- The Washington Times - Tuesday, October 15, 2002

Brazilian oil rigstabilized in Atlantic
RIO DE JANEIRO Federal oil giant Petrobras said yesterday that one of its rigs was listing at a 32-degree angle about 60 miles off the coast in the Atlantic Ocean but had apparently stabilized.
The drilling platform, known as P-34, tilted over late Sunday after a failure in its electronics systems, the company said. It is near the site where another Petrobras rig sank in 2001. Before the problem, P-34 pumped 34,000 barrels of oil a day and 195,000 cubic meters of natural gas.
There were no fires or explosions, and all 76 persons aboard were taken to other offshore platforms. Production was halted, and workers boarded the rig to see if it could be righted.
Petrobras said the rig's storage tanks held approximately 3 million gallons of oil, about one-fourth of its capacity.

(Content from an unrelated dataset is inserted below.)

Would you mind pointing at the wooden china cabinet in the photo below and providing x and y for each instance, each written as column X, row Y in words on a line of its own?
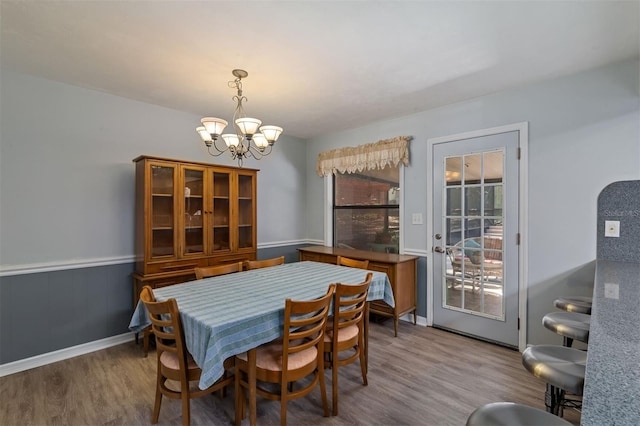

More lava action at Montserrat volcano
SALEM, Montserrat A large chunk of hardened lava broke away from this British Caribbean island's volcano Sunday and tumbled into the sea, causing alarm but posing no danger, officials said.
"It was the most energetic event in three days," said scientist Peter Dunkley of the Montserrat Volcano Observatory. Residents across the island heard the volcano rumbling throughout the morning an indication the dome is growing, scientists said.

Chilean generalresigns amid probe
SANTIAGO, Chile Gen. Patricio Rios, chief of the Chilean air force, has resigned amid accusations that his branch hid information about dissidents who disappeared during Chile's former military dictatorship.
Gen. Rios maintained he was innocent, but said in a letter to President Ricardo Lagos on Sunday that he was resigning "for the sake of the nation and the air force." The trouble began when Gen. Rios appointed Gen. Patricio Campos to represent the air force in a group investigating the fate of more than 1,000 dissidents who disappeared during the 1973-90 regime of Gen. Augusto Pinochet.
The government newspaper La Nacion said Gen. Campos hid information he received to protect his wife, Viviana Ugarte, who had been a security agent involved in two disappearances. Gen. Campos resigned last month.

Weekly notes
Britain's Queen Elizabeth II and her husband, Prince Philip, wrapped up yesterday a Jubilee Tour of Canada overshadowed by Deputy Prime Minister John Manley's remark that Canada should choose its own head of state. The royal couple leaves Canada today at the end of an 11-day visit. Mr. Manley, the queen's escort on the Ottawa leg of her trip, also said Canada's ties to the British monarchy were no longer necessary. He later apologized for the timing of his remarks but stood by his opinion. Benjamin Arellano Felix, accused of running a Mexican drug ring, has filed a U.N. complaint claiming prison abuse, Reforma newspaper reported Sunday. The complaint says that Mr. Arellano Felix suffers psychological torture and urges authorities to move him to a regular cell. Since his arrest March 9, Mr. Arellano Felix has been held in isolation at La Palma prison.